Berdasarkan Pasal 26 Konvensi Wina, perjanjian mengikat Negara-negara peserta dan harus dilakukan oleh mereka dengan itikad baik. Ini adalah prinsip pacta sunt servanda. Jika sebuah negara tidak menghormati perjanjian pajaknya, negara lain mungkin tidak tertarik untuk masuk ke dalam pajak perjanjian dengannya.

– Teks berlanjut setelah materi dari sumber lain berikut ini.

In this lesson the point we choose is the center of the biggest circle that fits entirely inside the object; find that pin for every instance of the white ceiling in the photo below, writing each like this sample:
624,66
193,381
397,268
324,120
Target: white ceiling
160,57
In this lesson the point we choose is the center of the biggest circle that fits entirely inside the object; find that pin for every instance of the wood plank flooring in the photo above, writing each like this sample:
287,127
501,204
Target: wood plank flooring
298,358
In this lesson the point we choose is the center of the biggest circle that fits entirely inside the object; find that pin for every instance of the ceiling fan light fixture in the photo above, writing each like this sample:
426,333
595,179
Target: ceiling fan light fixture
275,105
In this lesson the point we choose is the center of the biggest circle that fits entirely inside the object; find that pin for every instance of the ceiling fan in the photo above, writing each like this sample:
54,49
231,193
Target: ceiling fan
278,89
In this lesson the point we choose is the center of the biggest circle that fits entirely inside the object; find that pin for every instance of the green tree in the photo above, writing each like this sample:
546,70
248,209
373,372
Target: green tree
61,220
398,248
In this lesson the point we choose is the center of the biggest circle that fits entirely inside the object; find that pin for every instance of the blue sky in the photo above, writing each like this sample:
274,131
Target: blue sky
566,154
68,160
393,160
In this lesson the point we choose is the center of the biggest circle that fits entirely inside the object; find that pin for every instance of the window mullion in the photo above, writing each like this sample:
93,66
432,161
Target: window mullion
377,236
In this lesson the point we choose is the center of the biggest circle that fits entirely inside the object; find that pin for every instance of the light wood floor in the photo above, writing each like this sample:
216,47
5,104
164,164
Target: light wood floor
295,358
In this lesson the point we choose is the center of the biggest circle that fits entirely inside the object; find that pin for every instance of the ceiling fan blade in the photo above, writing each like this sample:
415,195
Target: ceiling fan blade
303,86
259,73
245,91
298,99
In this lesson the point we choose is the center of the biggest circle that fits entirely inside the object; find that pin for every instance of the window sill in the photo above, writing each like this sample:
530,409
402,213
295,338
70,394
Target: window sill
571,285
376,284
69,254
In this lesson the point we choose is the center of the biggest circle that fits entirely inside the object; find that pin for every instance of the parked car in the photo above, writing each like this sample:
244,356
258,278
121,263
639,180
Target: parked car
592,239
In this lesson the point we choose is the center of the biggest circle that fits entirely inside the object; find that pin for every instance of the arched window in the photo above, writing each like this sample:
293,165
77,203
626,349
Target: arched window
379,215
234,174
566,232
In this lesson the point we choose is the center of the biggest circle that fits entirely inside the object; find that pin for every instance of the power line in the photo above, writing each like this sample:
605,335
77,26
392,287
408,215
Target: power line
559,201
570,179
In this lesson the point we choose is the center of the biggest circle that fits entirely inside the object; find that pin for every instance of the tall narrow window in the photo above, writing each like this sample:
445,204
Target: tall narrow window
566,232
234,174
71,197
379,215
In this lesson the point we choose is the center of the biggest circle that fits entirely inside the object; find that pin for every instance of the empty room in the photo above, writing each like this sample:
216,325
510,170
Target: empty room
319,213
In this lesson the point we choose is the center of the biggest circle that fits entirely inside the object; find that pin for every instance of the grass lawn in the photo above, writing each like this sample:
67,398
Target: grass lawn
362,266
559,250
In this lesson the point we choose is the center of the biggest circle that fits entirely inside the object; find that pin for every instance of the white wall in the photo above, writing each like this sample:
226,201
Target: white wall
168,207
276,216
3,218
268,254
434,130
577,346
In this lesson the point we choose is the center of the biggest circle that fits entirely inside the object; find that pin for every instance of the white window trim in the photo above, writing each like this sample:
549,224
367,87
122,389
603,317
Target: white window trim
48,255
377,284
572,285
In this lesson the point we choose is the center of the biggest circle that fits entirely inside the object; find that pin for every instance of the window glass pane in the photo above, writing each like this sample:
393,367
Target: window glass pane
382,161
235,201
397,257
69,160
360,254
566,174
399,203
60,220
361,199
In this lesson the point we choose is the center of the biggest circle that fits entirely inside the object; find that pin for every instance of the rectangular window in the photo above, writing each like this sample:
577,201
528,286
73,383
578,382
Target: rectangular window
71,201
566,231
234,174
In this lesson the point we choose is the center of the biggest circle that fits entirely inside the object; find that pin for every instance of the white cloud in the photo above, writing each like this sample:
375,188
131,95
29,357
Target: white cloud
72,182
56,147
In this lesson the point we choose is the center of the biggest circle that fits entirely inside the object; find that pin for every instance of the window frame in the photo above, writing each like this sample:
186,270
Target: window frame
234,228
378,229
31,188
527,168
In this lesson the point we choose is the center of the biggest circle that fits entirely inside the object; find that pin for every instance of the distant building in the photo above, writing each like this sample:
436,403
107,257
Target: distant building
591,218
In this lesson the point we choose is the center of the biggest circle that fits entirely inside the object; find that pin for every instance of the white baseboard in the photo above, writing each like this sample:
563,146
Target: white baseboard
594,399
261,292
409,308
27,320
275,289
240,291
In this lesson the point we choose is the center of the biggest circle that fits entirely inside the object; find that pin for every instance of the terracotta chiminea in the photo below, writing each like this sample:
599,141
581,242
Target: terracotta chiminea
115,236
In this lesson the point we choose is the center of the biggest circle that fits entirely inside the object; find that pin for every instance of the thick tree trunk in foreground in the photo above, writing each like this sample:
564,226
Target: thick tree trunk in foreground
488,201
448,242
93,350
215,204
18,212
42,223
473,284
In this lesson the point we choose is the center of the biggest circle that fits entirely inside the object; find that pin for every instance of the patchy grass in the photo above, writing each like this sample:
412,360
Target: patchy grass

Sebagian besar perjanjian pajak bersifat bilateral. Ada sangat sedikit perjanjian pajak penghasilan multilateral (untuk misalnya, Konvensi Multilateral tentang Bantuan Administratif Bersama dalam Masalah Perpajakan), meskipun kemungkinan perjanjian multilateral telah dipromosikan oleh para sarjana pajak selama bertahun-tahun dan saat ini dalam agenda proyek OECD Base Erosion and Profit Shifting (BEPS), meskipun ruang lingkup yang tepat dari perjanjian multilateral belum jelas.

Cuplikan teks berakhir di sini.